In January of 2023, Mighty Earth, a global advocacy group, filed a whistleblower complaint with the United States Securities and Exchange Commission (SEC) calling for a full investigation into the alleged misrepresentation and fraudulent "green bonds" issued by the prominent Brazilian meat conglomerate, JBS. JBS raised $3.2 billion by issuance of sustainability-linked bonds in 2021. These bonds were linked to JBS' commitment to decrease its environmental impact and achieve a net-zero status by 2040.


Mighty Earth and others have raised concerns about the actual extent to which JBS will decrease its carbon footprint. From the onset of the issuance, the immediate issue with the bonds was the exclusion of Scope 3 supply chain emissions. A substantial portion of a company's emissions, often around 70%, comes from its Scope 3 emissions. JBS stated “While we acknowledge the importance of measuring and ultimately reducing Scope 3 emissions, a widely-accepted method for measuring scope 3 emissions does not currently exist for our industry.”


Roughly 91% of JBS’ emissions are Scope 3. In spite of carbon-neutral initiatives, their total emissions have increased 51% over the past 5 years. Being the world’s largest meat producer, JBS has operations and a supply chain that reaches environmentally sensitive areas like the Amazon rainforest. This results in significant carbon dioxide and methane emissions.

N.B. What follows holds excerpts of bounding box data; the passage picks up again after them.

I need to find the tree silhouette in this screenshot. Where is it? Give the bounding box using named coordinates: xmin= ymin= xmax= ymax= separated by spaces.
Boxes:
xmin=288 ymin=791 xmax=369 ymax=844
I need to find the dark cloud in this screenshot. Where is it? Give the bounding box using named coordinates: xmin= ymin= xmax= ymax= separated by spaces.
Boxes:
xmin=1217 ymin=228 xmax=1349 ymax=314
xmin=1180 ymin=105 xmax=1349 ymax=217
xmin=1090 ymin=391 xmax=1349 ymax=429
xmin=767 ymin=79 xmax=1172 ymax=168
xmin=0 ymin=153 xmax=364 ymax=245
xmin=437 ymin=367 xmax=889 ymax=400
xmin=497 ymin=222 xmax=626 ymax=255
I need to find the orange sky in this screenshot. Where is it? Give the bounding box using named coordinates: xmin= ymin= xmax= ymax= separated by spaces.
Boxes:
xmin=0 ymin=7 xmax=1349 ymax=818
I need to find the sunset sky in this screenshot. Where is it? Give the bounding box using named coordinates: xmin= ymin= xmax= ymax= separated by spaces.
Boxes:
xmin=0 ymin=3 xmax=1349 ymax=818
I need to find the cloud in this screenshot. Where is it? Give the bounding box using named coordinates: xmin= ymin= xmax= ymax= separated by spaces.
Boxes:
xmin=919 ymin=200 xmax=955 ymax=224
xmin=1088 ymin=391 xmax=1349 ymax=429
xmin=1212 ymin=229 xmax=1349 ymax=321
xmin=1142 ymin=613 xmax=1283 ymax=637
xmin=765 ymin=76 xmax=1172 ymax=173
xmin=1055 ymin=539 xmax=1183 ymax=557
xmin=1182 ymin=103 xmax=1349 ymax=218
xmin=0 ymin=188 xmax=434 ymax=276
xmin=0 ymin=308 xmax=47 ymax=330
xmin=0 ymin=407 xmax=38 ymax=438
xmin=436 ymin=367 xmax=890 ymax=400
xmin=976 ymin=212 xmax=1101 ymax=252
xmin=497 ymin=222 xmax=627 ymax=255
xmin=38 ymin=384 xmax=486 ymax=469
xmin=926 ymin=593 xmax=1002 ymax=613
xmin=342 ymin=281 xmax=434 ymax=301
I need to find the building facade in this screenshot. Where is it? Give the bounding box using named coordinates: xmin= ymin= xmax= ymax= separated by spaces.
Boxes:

Mighty Earth has pointed out that a significant issue lies in granting permission to "greenwashing" firms. These firms use U.S. capital markets to generate substantial funds from unsuspecting investors through green bonds that supposedly pledge to advance climate neutrality. The urgency of this matter arises from JBS's ongoing pursuit of an initial public offering (IPO) in the United States, with intentions to have its shares listed on the New York Stock Exchange (NYSE) before the conclusion of 2023. This has been met by over 16 environmental organizations, including Mighty Earth and Rainforest Action Network, urging the cancellation of JBS’ IPO due to unacceptable company conduct, misleading statements, and a lack of disclosure.


In 2021, the SEC created a Climate and ESG Task Force in order to “develop initiatives to proactively identify ESG-related misconduct.” The task force has already charged a few massive companies including Goldman Sachs Asset Management LP and Vale SA, one of the world’s largest iron ore producers, with penalties including false and misleading claims as well as policies and procedures failures. Mighty Earth’s attorney, Kevin Galbraith, stated that the task force will most likely analyze Mighty Earth’s complaint against JBS and penalties may range from a monetary fine to preventing JBS executives from occupying boards of public companies.


Moving Forward


In the future, the most likely effective ways at addressing these issues raised with green bonds are to (1) hold companies accountable for greenwashing and violating the purpose of the bonds and (2) create a comprehensive regulatory oversight scheme over the bonds. First, if companies like JBS are held accountable by the SEC, it could signify greater progress in eliminating other wrongdoers in the market. Continuing to hold violating companies accountable may deter other companies from being deceptive. Moreover, these actions may lead to verification agencies and financial intermediaries to become more strict with how they classify green bonds which would further prevent greenwashing from occurring. Next, by creating a comprehensive regulatory oversight scheme that stresses transparency through annual reporting, the issuers will not be able to get off scot-free and investors will be more informed. Putting an end to companies taking advantage of labeling themselves as green would prevent the waste of important investments in decarbonization. Instead, it would allow these resources to support companies whose environmentally protective objectives are not just bait for investors. Overall, holding violating companies accountable and creating a more comprehensive regulatory scheme over green bonds will make it more likely the bonds will achieve their intended purpose of promoting an environmentally responsible future as well as prevent investors from being misled by companies using the bonds.


*The views expressed in this article do not represent the views of Santa Clara University.